Vitamin teas with rowan

  • Make a collection of 20 g of mountain ash, 2 g of oregano herb, 3 g of peppermint leaves. For a teapot - 1 teaspoon of the collection. Pour boiling water over and leave for 30 minutes. Drink like tea.
  • Take 50 ml of rowan and cranberry juice. Dissolve in 0.5 liters of chilled boiled water. Add sugar to taste.
  • Take 20 g of mountain ash and 25 g of rose hips. Pour in all 400 ml of water and boil for 10 minutes. Insist in a warm place for 12 hours, then strain. Drink half a glass 2-3 times a day for hypovitaminosis and general weakness.
  • Take 1 part rowan, oregano herb and 3 parts rose hips. Pound and mix the rowan and rosehip. Pour 1-2 teaspoons of the mixture with 1 cup boiling water, bring to a boil, add oregano, leave for 1 hour and strain. Drink half a glass 2-3 times a day.
Rowan (Sorbus aucuparia)

Rowan fruits are contraindicated in case of increased blood clotting and increased acidity of gastric juice.

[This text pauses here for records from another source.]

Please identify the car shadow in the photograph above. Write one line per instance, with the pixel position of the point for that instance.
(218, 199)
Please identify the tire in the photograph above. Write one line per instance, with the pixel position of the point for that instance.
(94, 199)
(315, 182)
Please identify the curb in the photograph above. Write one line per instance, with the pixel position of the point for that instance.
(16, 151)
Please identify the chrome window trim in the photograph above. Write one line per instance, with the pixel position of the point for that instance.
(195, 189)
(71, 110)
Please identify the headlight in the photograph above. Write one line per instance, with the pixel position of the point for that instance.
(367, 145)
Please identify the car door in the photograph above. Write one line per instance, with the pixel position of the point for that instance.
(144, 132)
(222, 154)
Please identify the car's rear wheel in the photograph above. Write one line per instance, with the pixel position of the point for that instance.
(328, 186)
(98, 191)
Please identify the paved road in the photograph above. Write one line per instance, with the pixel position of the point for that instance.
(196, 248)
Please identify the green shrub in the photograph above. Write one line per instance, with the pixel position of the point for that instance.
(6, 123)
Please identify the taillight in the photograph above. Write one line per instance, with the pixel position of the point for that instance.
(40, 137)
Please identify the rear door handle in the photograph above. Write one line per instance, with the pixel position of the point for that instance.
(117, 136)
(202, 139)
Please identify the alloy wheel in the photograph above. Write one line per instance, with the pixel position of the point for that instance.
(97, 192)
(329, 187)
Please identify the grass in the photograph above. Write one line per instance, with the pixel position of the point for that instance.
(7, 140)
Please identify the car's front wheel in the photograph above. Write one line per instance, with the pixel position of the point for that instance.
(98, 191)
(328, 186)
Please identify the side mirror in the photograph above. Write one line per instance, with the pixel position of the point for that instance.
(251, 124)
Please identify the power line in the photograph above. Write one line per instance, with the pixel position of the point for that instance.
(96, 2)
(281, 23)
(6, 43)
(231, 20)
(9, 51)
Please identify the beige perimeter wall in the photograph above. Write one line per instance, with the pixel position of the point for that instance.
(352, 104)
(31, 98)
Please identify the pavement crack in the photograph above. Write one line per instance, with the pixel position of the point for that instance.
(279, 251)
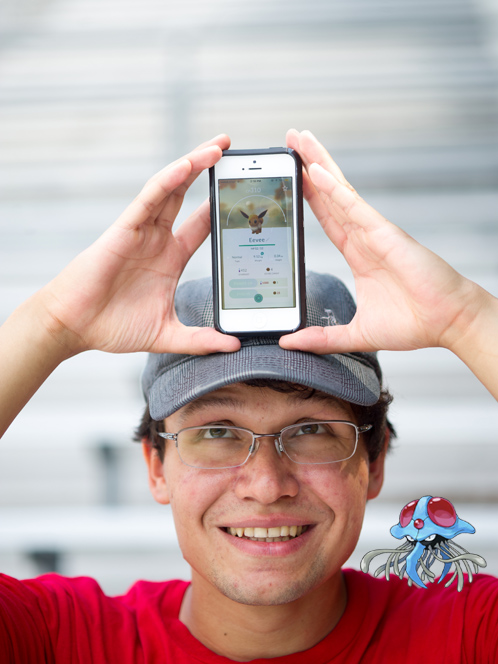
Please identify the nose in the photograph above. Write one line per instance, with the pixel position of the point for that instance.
(268, 475)
(276, 441)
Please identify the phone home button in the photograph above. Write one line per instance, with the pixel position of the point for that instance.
(259, 321)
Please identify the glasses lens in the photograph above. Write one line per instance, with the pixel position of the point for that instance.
(214, 446)
(320, 442)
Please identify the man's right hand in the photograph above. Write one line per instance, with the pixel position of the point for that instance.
(118, 295)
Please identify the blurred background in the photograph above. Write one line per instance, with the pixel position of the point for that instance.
(97, 95)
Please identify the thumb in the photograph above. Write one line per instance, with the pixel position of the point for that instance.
(182, 339)
(324, 340)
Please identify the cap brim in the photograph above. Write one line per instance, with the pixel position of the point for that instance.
(347, 377)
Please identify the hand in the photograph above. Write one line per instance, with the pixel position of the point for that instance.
(407, 297)
(118, 295)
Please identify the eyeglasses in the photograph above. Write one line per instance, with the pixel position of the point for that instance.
(216, 447)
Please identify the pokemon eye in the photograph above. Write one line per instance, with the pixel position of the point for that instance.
(441, 512)
(406, 513)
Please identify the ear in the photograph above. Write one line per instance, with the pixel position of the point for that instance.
(376, 470)
(157, 482)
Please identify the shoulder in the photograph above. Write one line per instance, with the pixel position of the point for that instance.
(53, 589)
(395, 612)
(56, 614)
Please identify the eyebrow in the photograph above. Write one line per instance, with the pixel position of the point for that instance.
(208, 401)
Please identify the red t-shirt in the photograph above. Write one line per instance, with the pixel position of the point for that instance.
(56, 619)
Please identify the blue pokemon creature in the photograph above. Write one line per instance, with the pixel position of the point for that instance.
(429, 525)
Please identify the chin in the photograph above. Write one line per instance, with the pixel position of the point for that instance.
(268, 592)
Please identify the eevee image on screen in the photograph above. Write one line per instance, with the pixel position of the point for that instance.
(255, 220)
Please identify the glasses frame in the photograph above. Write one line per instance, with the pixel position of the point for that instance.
(277, 439)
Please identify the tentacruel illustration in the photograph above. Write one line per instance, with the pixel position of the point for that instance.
(429, 526)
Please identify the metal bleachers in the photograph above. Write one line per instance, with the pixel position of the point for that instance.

Pastila, marmalade, tinctures, kvass and vinegar are also prepared from mountain ash. Dried and ground berries are added to confectionery. Freshly cut branches with fruits have amazing properties. Placed in water, they keep it fresh for up to four years; without berries, the water deteriorates within a few days.

Chopped up rowan leaves are placed in stored potatoes to prevent spoilage. Resilient and durable wood is used for musical instruments and other crafts. The bark contains up to 14% tannins and can serve as a tanning agent. Rowan is considered a good honey plant.